3-11 春が来る。
3ー11 春が来る
俺たちが解放されたのは、深夜も過ぎた頃だった。
はぁ。
外交って、しんどいな。
俺は、空船の自分の部屋へと戻ると溜め息をついた。
俺は、部屋にあるシャワーへと向かうと服を脱いで頭からお湯を浴びた。
「はぁ、生き返るな」
「カナメ」
「ええっ?」
俺は、シャワー室のドア越しに耳をすました。
「姫?」
「なんだか、眠れなくって」
姫がベッドに腰かける音がきこえた。俺は、急いでシャワーをすませるとタオルで体を隠して着替えに手を伸ばした。
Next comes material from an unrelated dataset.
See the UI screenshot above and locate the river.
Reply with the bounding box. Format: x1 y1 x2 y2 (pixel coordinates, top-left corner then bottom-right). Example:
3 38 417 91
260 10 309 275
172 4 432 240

慌てて下履きをはくと夜着を羽織る。
俺は、シャワー室から出ると、姫に声をかけた。
「姫?」
姫は、俺のベッドに横たわりすやすやと寝息をたてていた。
ああ。
さすがに、姫も疲れたのか。
俺は、そっと姫に掛布をかけてやり、部屋から出た。
うん。
寝顔は、なかなかかわいいのにな。
俺は、食堂の隅に置かれたソファの上で横になった。
交易を終えた俺たちは、村へと帰路につくことにした。
予定では、アズミちゃんを魔王城へ帰すか、アズミちゃんを預かっていることを伝えるつもりだったのだが、それは、止めておくことにした。
「どうか、春までここに残っていただけないものか?」
リイルたちは、そう俺たちに言った。
それは、たぶん下心があってのことだ。
つまり、魔界に新しい血を入れるための種馬にしようということ。
俺は、まだ、父親にはなる気はないし。
何より、初めては、好きな人としたいしな。
って、乙女かよ!
まあ、商売は、うまくいったしな。
俺が村に帰ることを告げたときのアズミちゃんは、すごくホッとして嬉しげだった。
うん。
なんとかしてやらないとな。
俺は、アズミちゃんの保護者なんだし。
魔王城、ひいては、魔界がアズミちゃんにとってもっと優しいところになるように。
村に帰ると、俺たちは、みんなの出迎えを受けた。
その日は、村をあげてのお祭り騒ぎになった。
村の女たちは、エリオスを紹介されると色めき立った。
うん。
春が近いのは、魔界だけじゃなかったんだな。